— Très bien, Barron, je jouerai cartes sur table avec vous. Vous avez quelque chose dont j’ai besoin : Bug Jack Barron. Vous avez un canal qui vous permet de communiquer avec cent millions d’Américains, dont l’opinion sur le projet de loi peut se traduire par quelques voix de différence au Congrès. Pas autant qu’on veut bien le dire, peut-être, mais quelques-unes. Ces voix, il me les faut. Je veux que vous fassiez le genre d’émissions qui me feront gagner ces voix. Pas chaque semaine, pas trop ostensiblement, mais en procédant par touches. Vous saurez comment vous y prendre, je vous fais confiance sur ce point. Et en échange…

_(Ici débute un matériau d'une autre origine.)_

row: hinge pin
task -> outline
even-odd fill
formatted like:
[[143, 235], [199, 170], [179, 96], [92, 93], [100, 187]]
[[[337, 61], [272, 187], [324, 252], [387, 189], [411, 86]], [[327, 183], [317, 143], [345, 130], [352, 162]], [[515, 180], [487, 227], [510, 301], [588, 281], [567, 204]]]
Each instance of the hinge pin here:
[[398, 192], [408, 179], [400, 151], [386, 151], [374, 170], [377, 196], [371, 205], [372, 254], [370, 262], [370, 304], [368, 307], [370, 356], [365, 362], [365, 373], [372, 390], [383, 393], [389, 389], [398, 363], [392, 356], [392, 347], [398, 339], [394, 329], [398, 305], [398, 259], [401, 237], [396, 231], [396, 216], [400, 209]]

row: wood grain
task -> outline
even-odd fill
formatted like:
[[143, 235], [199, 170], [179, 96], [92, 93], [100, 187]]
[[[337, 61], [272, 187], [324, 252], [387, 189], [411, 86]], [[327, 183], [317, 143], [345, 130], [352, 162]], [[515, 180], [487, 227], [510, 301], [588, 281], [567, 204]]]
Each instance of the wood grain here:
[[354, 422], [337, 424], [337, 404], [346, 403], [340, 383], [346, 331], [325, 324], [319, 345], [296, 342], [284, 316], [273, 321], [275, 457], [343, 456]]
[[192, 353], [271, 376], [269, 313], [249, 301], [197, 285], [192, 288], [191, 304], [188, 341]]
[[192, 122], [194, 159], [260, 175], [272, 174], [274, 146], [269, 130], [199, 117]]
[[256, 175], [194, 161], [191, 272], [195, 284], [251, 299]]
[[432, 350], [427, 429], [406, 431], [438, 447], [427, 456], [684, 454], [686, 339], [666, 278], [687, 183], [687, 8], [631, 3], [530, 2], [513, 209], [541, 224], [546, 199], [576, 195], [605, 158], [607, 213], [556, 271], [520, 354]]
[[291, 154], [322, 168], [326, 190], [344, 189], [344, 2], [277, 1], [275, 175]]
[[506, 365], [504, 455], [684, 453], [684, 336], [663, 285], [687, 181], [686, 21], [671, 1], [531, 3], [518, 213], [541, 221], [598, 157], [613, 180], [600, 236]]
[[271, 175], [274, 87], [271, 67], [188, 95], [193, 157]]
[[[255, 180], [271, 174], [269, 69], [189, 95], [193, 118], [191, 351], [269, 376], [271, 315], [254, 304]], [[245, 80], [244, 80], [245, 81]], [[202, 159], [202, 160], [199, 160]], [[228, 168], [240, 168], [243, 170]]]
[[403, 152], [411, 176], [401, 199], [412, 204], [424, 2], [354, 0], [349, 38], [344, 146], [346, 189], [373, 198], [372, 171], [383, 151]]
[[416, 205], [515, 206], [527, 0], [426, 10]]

— Savez-vous que vous êtes cinglé ? Vous croyez que je vais risquer ma place pour apporter de l’eau à votre moulin ? Où y trouverais-je mon compte ? Je me fais dans les quatre cent mille dollars par an avec Bug Jack Barron, et il n’y a pas de raison pour que ça ne dure pas encore des années. Le show-business me rapporte assez pour que je puisse vivre exactement comme je l’entends, et c’est ce qui compte pour moi. Oubliez tout ça, Howards, vous ne pouvez pas m’acheter comme on achète un vulgaire Teddy Hennering. Vous n’avez rien à m’offrir que je désire à ce point.
Benedict Howards sourit.
— Vous croyez ? dit-il. Je possède une chose que tout le monde désire. Une chose qu’on n’achète pas avec de l’argent. La vie, Barron. La vie elle-même. L’immortalité. Pensez-y. La vie qui ne s’arrête jamais, qui continue, pas pendant une pauvre centaine d’années mais des millénaires et des millénaires, la vie jeune, saine, forte, éternelle. Pensez à ce que cela signifie chaque matin quand on se lève, quand on sait qu’on a ça pour l’éternité… la saveur d’un repas, le corps d’une femme, l’odeur de l’air pur… tout ça pour vous, et pour l’éternité. Qui ne vendrait son âme pour avoir tout ça ?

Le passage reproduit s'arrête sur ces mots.